I was adopted at the age of seven and transplanted from my
home in Korea to a rural farming community in Minnesota. Growing up there, I
didn’t feel as though I could talk to anyone about how the Whiteness
surrounding me affected me. I often felt voiceless.
My experience isn’t unique -- an increasing body of research suggests
that teen and college-age adoptees, in comparison to their nonadopted peers,
struggle with positive identity development. They are at greater risk of attempting suicide, and many have a hard time finding meaningful ways to express their feelings and share their stories. It is common for adoptees to be labeled
“ungrateful” or “angry” for speaking up, asking questions about their own
history, or discussing their concerns about adoption as a practice and an
industry. As a result, many adoptees -- in particular youth, teen, and young adult
adoptees -- find themselves lacking agency and means of expression.
As a teenager, even if I had felt free to discuss my
confusion and identity issues, I didn’t have the tools or the guidance to be
able to do so. There was no one who could teach me how to talk about these
issues. I was also dealing with severe grief, loss, and guilt as a result of being
separated from my mother in Korea. I wondered if she had abandoned me. I
wondered if she still loved me. I wondered if she was still alive. I was not
sure who I was without her.
Most of the time, I kept all of these thoughts and
fears bottled up, but sometimes my feelings of grief and pain crept to the
surface, and I lashed out in unproductive ways. Every now and then, however, I was able to channel and
explore my feelings through theater. In my senior of high school, I wrote,
directed, and acted in a short play about a lost, isolated teenager who commits
suicide at the play’s conclusion. The character I portrayed was not a direct
reflection of me, but some of his thoughts and experiences overlapped with mine.
While the experience of putting on the play made me feel extremely vulnerable,
working together with the other actors was a safe and supportive process. The
show was seen by all the high school students in my hometown, and resonated
with many people. For the first time, I realized how much people can identify
and empathize with each other through art.
During my senior year of college, I again found an outlet
through theater, when I performed a physically challenging monologue written
from the perspective of a young Japanese man recalling his memory of watching
the explosion in Hiroshima. The piece allowed me to examine and work through
the physicality of pain, grief, and loss, and gave me a way to channel and
express what was happening inside of me as a result of my separation from my
mother.
I cannot imagine what my life would have been like without
these important experiences. Theater gave me a much-needed artistic and
emotional outlet, and allowed me to process some of my feelings about my
mother, my adoption, and my identity issues. Over the years, as I have
connected with thousands of adoptees across the country, many have told me that they found similar outlets and means of
expression through theater, writing, dance, and visual arts.
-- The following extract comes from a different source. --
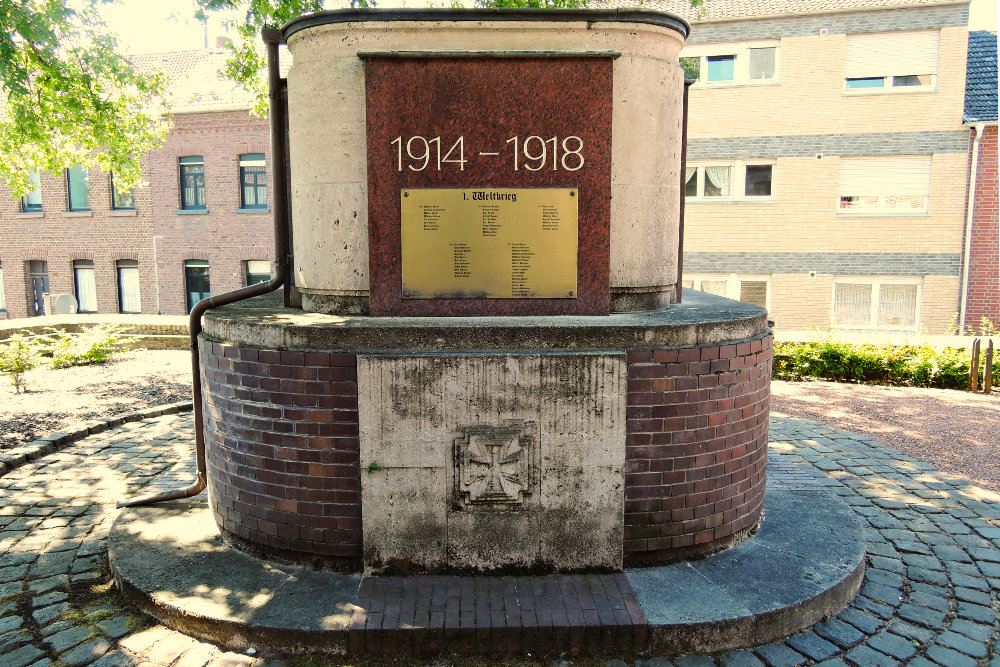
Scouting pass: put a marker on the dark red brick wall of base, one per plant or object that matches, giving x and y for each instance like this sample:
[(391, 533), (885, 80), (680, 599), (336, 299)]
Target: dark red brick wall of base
[(696, 448), (282, 446), (281, 432)]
With all this in mind, last year I approached COMPAS, a
nationally recognized arts organization based in St. Paul, MN; and my colleague
Guante, aka Kyle Tran Myhre, a hip-hop artist, educator, poetry slam champion,
and activist. Together,
we founded Creating Home, a program designed to connect teenage,
college-age, and young adult adoptees with artists in
Minnesota. It will be a multidisciplinary storytelling
program, driven by the idea that finding one’s voice through the arts can be an
empowering experience for young people. The focus is to help provide a space to
affirm identity and build community, in whatever ways participants need. Through
spoken-word performance, literature, visual arts, dance, and other forms of
expression, teen and college-age adoptee participants will be given resources and
support to tell their stories and share their thoughts and perspectives on
their own terms, in their own ways.
As a young adoptee, I once thought I was voiceless and
alone, but theater convinced me that that wasn’t true. I want all young adoptees -- an
underrecognized and often underserved population -- to have the same chance to share
their feelings and experiences, and know that others hear and understand.
***
Kevin Haebeom Vollmers is
the founder of Land of Gazillion Adoptees (LGA), a multimedia company based out
of Minneapolis, MN. He is the co-editor of Gazillion Voices Magazine
and the publisher of Parenting As Adoptees, The Declassified
Adoptee: Essays of an Adoption Activist, Lost Daughters: Writing Adoption
From a Place of Empowerment and Peace, and Hank Aaron’s Daughter. His
work focuses on the intersectionality between adoption, race, culture,
identity, performance, art, politics, and social movements.